We might need to split the existing implementations. But I believe it is easier to start over and not touch the existing implementations. For example, you can start by implementing nothing but a TermLookup. If this works, you can add a small TermBuffer implementation on top that allows for prefetching. Since TermBuffer alone is not very useful, you might need to use the PrefetchingTermLookup interface as a decorator instead:

class PrefetchingElasticTermLookup implements PrefetchingTermLookup {

	private $lookup;

	public function __construct( ElasticTermLookup $lookup ) {
		$this->lookup = $lookup;
	}

	public function prefetchTerms( array $entityIds, array $termTypes = null, array $languageCodes = null ) {
		/* TBD */
	}

	public function getPrefetchedTerm( EntityId $entityId, $termType, $languageCode ) {
		switch ( $termType ) {
			case TermIndexEntry::TYPE_LABEL:
				return $this->getLabel( $entityId, $languageCode );
			case TermIndexEntry::TYPE_DESCRIPTION:
				return $this->getDescription( $entityId, $languageCode );
			default:
				throw new \InvalidArgumentException( "Not defined for \$termType \"$termType\"" );
		}
	}

	public function getLabel( EntityId $entityId, $languageCode ) {
		$this->lookup->getLabel( $entityId, $languageCode );
	}

	public function getLabels( EntityId $entityId, array $languageCodes ) {
		$this->lookup->getLabels( $entityId, $languageCodes );
	}

	public function getDescription( EntityId $entityId, $languageCode ) {
		$this->lookup->getDescription( $entityId, $languageCode );
	}

	public function getDescriptions( EntityId $entityId, array $languageCodes ) {
		$this->lookup->getDescriptions( $entityId, $languageCodes );
	}

}

TermLookup methods are supposed to be dealing with entities from federated repos too, and also working on the WikibaseClient side […]
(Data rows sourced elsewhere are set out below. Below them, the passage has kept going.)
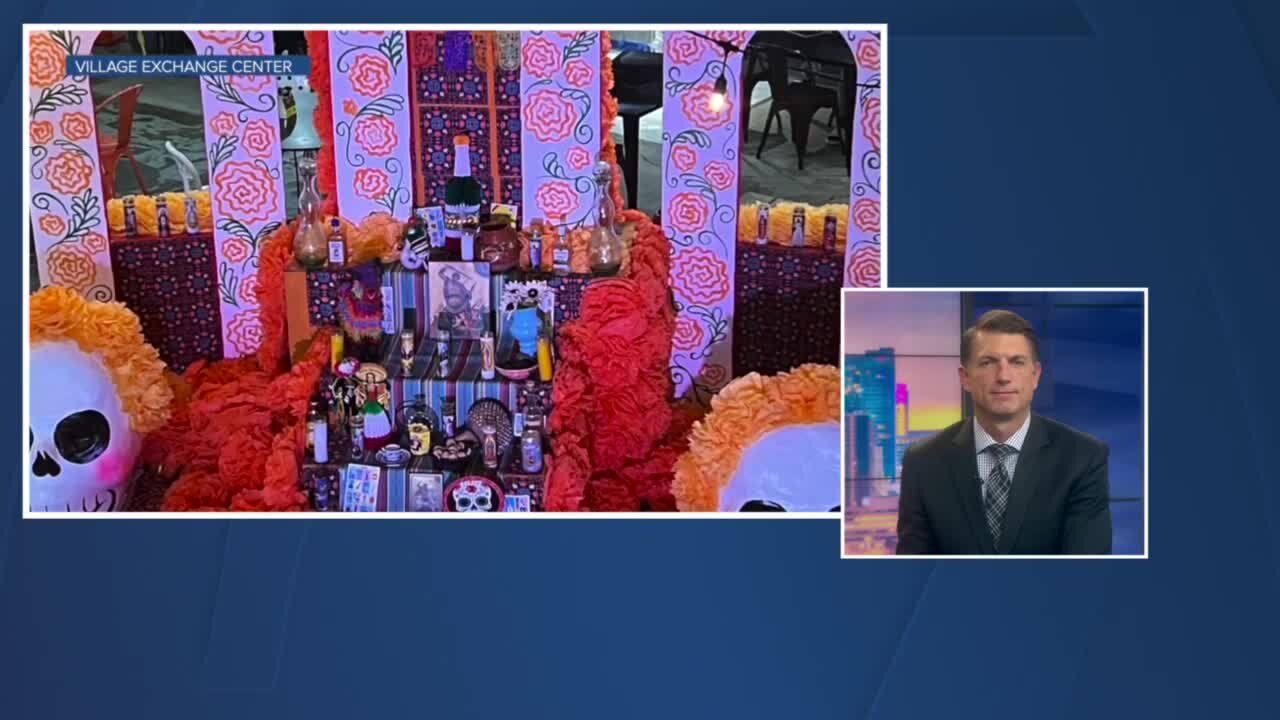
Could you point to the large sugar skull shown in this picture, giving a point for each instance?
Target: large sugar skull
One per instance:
(95, 388)
(769, 443)
(475, 495)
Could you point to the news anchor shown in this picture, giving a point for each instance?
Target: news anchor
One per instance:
(1006, 481)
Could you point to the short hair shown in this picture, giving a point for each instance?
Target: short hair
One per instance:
(1004, 322)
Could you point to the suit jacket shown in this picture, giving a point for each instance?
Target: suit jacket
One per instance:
(1059, 502)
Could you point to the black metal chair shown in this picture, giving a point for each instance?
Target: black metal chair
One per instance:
(638, 89)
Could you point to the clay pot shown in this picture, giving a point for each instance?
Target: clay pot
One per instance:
(498, 244)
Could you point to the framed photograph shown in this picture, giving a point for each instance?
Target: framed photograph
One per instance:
(360, 488)
(425, 492)
(461, 294)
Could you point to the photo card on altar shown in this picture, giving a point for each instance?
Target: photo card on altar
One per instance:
(460, 292)
(425, 492)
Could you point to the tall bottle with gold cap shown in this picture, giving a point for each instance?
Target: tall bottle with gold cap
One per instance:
(462, 196)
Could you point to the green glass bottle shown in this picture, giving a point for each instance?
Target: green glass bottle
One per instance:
(462, 196)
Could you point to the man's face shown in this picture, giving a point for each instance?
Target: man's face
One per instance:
(1001, 376)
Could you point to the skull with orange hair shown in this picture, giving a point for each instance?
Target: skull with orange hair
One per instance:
(96, 388)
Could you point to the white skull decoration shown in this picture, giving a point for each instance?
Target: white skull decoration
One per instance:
(472, 496)
(96, 386)
(82, 449)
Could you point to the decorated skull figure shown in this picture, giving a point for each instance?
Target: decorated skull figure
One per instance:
(472, 496)
(96, 386)
(82, 447)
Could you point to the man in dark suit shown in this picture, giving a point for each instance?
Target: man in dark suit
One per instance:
(1006, 481)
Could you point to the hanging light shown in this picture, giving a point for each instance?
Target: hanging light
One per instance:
(720, 94)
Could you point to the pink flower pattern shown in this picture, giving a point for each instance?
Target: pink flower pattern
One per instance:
(577, 158)
(376, 135)
(259, 139)
(557, 199)
(370, 74)
(540, 58)
(371, 183)
(549, 115)
(246, 192)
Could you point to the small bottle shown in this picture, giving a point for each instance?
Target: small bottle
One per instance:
(487, 356)
(192, 215)
(337, 245)
(320, 434)
(131, 217)
(489, 443)
(544, 359)
(562, 254)
(535, 247)
(312, 415)
(447, 417)
(798, 228)
(419, 429)
(531, 450)
(469, 244)
(357, 434)
(828, 232)
(163, 227)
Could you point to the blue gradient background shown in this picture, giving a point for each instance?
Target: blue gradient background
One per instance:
(1046, 142)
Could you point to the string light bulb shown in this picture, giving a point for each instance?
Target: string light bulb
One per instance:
(720, 94)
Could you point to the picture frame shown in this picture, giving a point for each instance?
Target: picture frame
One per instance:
(424, 492)
(464, 292)
(360, 488)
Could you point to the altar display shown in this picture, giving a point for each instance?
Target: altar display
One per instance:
(461, 317)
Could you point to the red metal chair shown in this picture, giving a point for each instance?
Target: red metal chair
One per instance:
(112, 147)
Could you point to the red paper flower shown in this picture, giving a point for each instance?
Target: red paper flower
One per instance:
(713, 374)
(577, 158)
(684, 48)
(245, 332)
(684, 156)
(259, 139)
(371, 183)
(95, 242)
(689, 333)
(376, 135)
(864, 265)
(540, 58)
(867, 214)
(69, 172)
(248, 83)
(220, 36)
(549, 115)
(689, 213)
(871, 122)
(556, 199)
(720, 174)
(224, 123)
(51, 224)
(246, 192)
(248, 290)
(41, 132)
(71, 265)
(696, 104)
(77, 126)
(868, 53)
(700, 276)
(237, 249)
(579, 73)
(48, 60)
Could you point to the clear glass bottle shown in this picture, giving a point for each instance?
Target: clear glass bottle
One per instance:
(310, 244)
(606, 249)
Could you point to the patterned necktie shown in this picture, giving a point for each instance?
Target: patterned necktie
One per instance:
(995, 491)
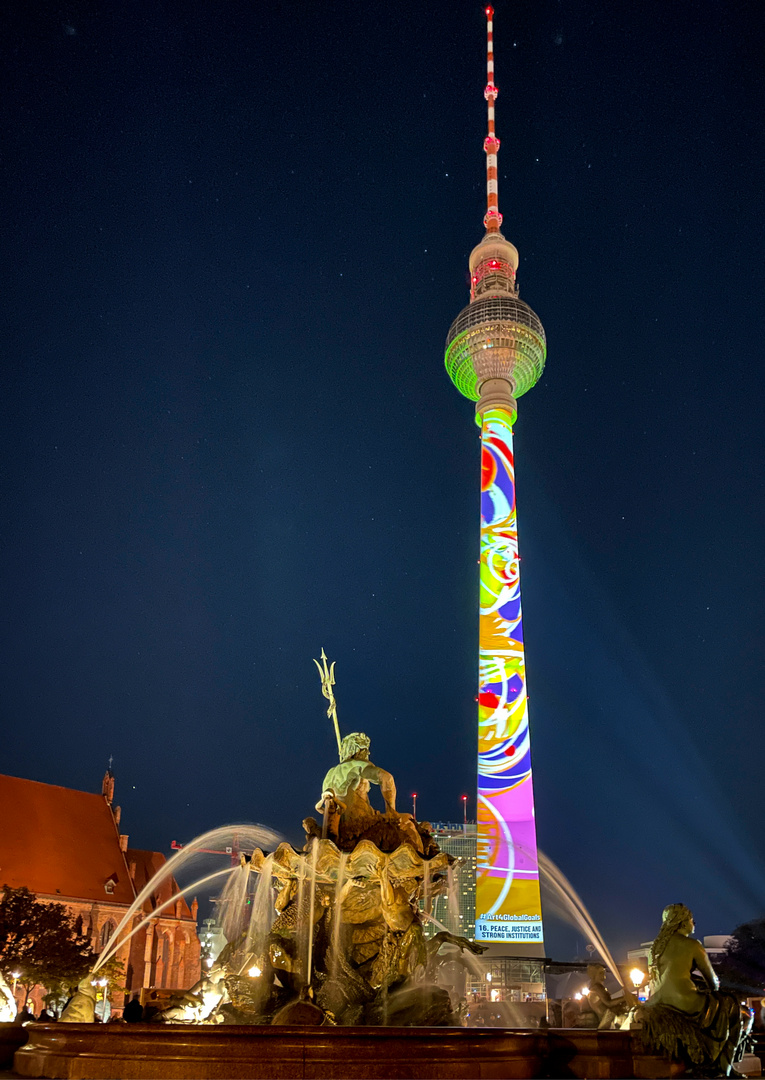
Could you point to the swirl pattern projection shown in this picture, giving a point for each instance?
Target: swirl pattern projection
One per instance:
(508, 906)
This might indeed be needed. However, I suggest to not care for these for the moment. We can add such functionality later via dispatchers, decorators, and such.

Another API quirk: getLabel(s) and getDescription(s) return null when the term does not exist. getPrefetchedTerm returns null when term has not been prefetched and false when it does not exist. Probably needs to be unified, otherwise it is annoying to integrate those two.

Change 416641 had a related patch set uploaded (by Smalyshev; owner: Smalyshev):
[mediawiki/extensions/Wikibase@master] [WIP] Implement TermLookup with ElasticSearch

https://gerrit.wikimedia.org/r/416641

Smalyshev moved this task from Doing to In review on the User-Smalyshev board.Mar 13 2018, 7:38 AM

Change 416641 merged by jenkins-bot:
[mediawiki/extensions/Wikibase@master] Implement TermLookup with ElasticSearch

https://gerrit.wikimedia.org/r/416641

Smalyshev closed this task as Resolved.Mar 18 2018, 9:23 PM

I think this is done, though not enabled anywhere yet - I imagine we need some plan with regard to where it is going to be enabled?

Note: there are several places in the code that call TermIndex::getTermsOfEntities(). These would need to be converted to using a TermLookup in order to benefit from this.

To enable this, the entry for 'PrefetchingTermLookup' in data-access/src/PerRepositoryServiceWiring.php needs to be changed to instantiate an ElasticTermLookup instead of a BufferingTermLookup, depending on config.